Blatant Homerism: The pool of potential national champions is shrinking

A consensus has formed among college football’s chattering class that this season’s race for the national championship is wide open.

In some ways, this is true. Practically speaking, with 12 teams qualifying for the College Football Playoff now, the field is objectively bigger than it used to be.

Moreover, one or two teams usually stand out every year among college football’s top contenders, and you don’t see that this season. Texas appears to have emerged as the most popular pick as the preseason No. 1 team, but that likely speaks to the lack of an overwhelming favorite at this point. The Longhorns have more unknowns at this point than your typical team that grabs the top ranking.

Does this national championship race really qualify as wide open, though? Winning a national championship is a two-sided proposition. First, teams have to qualify for the CFP. Second, they have to win three or four games in the postseason.

You can find a large group of squads that fall into the former group.

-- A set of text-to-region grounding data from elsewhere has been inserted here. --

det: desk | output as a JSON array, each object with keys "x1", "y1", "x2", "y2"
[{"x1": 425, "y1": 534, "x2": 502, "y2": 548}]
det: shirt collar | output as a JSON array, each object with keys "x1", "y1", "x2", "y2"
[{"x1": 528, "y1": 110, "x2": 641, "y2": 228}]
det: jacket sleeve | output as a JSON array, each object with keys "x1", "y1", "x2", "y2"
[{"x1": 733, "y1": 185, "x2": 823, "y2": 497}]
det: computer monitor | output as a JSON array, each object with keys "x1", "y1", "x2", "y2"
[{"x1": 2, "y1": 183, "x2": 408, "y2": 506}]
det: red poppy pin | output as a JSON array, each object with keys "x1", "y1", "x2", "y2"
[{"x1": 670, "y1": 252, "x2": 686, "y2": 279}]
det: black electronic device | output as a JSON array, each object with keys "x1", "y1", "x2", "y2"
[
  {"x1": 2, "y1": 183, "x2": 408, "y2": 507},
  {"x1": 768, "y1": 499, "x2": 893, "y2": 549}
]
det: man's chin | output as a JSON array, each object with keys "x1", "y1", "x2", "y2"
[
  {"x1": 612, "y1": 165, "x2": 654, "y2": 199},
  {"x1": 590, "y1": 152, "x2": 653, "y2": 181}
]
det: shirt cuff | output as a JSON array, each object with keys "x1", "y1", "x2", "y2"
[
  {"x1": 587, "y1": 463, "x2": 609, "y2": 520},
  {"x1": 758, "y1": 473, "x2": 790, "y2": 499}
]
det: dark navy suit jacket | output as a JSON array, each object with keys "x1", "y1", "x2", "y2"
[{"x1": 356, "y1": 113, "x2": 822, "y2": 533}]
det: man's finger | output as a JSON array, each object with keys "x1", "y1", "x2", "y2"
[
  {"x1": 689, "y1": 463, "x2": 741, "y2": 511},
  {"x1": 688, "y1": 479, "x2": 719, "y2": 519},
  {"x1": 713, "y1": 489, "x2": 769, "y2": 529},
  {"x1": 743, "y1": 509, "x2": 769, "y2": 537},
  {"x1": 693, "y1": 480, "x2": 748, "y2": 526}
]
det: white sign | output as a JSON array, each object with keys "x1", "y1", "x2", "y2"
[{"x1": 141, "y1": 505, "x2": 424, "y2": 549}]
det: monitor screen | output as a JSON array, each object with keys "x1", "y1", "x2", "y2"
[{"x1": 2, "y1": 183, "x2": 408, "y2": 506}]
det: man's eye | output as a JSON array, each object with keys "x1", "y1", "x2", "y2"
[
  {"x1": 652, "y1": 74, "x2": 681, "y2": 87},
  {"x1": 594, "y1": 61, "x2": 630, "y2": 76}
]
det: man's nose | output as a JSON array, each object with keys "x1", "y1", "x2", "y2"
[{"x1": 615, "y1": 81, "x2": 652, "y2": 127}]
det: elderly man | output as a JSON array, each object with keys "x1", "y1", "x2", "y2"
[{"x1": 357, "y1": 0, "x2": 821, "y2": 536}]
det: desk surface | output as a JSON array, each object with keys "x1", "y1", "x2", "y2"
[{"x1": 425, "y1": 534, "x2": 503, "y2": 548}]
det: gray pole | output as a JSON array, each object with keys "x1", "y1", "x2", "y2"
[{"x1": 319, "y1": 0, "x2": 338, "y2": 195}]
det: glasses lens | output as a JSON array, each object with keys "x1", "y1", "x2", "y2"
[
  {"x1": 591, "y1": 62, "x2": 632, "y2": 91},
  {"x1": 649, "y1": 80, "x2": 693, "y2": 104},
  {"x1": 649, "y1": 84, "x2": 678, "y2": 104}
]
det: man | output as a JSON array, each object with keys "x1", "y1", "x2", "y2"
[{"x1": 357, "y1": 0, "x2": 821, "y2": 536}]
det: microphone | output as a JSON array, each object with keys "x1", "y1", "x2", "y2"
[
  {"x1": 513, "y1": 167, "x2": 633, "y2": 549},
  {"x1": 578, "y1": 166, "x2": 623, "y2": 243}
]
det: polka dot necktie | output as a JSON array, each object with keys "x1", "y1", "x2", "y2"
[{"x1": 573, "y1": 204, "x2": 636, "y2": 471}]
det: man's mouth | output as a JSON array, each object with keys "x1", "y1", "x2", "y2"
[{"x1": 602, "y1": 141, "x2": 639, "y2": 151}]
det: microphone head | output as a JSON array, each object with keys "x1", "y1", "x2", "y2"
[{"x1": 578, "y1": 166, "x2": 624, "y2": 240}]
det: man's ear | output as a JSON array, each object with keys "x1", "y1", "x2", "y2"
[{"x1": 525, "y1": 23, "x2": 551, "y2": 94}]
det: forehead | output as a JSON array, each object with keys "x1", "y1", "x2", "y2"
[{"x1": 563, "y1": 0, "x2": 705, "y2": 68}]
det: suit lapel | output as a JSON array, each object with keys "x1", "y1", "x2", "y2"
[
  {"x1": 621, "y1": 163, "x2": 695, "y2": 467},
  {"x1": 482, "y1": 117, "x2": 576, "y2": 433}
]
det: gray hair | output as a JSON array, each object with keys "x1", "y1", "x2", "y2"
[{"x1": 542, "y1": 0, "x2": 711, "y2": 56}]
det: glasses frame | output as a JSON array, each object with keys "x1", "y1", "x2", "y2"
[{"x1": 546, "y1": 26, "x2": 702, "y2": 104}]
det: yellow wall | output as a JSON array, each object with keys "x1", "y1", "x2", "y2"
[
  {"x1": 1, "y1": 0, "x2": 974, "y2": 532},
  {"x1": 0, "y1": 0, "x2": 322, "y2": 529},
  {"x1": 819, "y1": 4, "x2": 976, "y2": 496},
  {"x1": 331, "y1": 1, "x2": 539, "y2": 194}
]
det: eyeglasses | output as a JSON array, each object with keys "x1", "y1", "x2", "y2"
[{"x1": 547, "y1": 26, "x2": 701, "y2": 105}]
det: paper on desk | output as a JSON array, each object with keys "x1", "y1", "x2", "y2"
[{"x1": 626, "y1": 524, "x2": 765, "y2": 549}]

The latter? Not so much.


Ole Miss’ 2024 squad seems like a good example of a non-qualifier that could have won it all. If you gave the Ohio State coaching staff members truth serum, they would probably tell you the Rebels scared them more than any team that actually made the field. The Rebs finished the year ranked fifth overall in ESPN’s Football Power Index and second in SP+. Eight players from the squad got picked in this year’s NFL draft, including five in the first three rounds.

But the Rebels couldn’t navigate their SEC slate. Ole Miss’ key wins included thoroughly dismantling both Georgia and South Carolina. However, they lost to LSU, Kentucky, and Florida. Imagine if instead those three opponents were something like Nebraska, Washington and Rutgers – all teams from the B1G that qualified for bowl games last year.

Now take a look at LSU’s 2025 team. Do you see a resemblance between what the Tigers will put on the field this fall versus last year’s Ole Miss team? LSU will boast arguably the best quarterback in the country in Garrett Nussmeier. He’s throwing to Aaron Anderson, who caught 61 passes for 884 yards and five touchdowns last year, and playing alongside promising sophomore running back Caden Durham. On top of that, head coach Brian Kelly stacked up one of the best groups of transfers in college football this cycle.

That sounds like the kind of team that could do some damage in a 12-team tournament, but the schedule for the Tigers is tricky. Away games versus Clemson and Alabama seem rough, and a trip to Oklahoma to end the season could prove daunting. The Bayou Bengals also have to get past Florida, Texas A&M and South Carolina, although they will face all three in Baton Rouge.

The scheduling gods may knock LSU out of the running for the national championship, in other words.


Conversely, Penn State has the feel of a squad stuck in the zone of “good, but not good enough.”

When the CFP expanded to 12 teams, PSU was widely seen as one of the big winners. Under the four-team system, the Nittany Lions perpetually found themselves with a 10-2 record and sitting on the outside of the B1G title game and CFP. The ‘24 season played out the same way as usual; however, the Nittany Lions got a CFP shot by virtue of the expanded field.

PSU bumped up against a new version of the glass ceiling in the ‘24 postseason. Wins over SMU and Boise State in the CFP definitely count for something. Once the Nittany Lions went up against a team with equal talent in Notre Dame in the semifinals, however, they came up short. It was a novel spin on a familiar story: Penn State put together its customarily strong regular season, but we’re not talking about a program with the goods to win it all.

This year, the Nittany Lions again look like one of the safer bets to make the field of 12. In addition to a pillowy soft slate of non-conference games, PSU hosts Oregon and travels to Iowa and Ohio State. If the Nittany Lions can win one of those three games, they will likely get a CFP bid by avoiding any slip-ups.

At the same time, we’ve seen this movie so often before in Happy Valley. It’s hard to believe PSU suddenly has the depth and star power to beat three or four good teams in a row in the postseason. (Kerry Collins and Ki-Jana Carter aren’t walking through that door.) File teams like Clemson, Notre Dame and Oregon under this heading, too.


Frankly, with the way things are done in college football now, you can’t go wrong picking Ohio State, Georgia or Alabama to win the national championship. Those three programs have won five of the last six titles. Their structural advantages seemingly give them even bigger edges over the rest of the competition in the new format. How many other teams have the depth to survive so many massive games in a compressed time frame?

That doesn’t sound like the parity we were promised by the people who run college football. In the end, I suspect all these changes to the sport’s postseason have amounted to nothing more than reinforcing the status quo.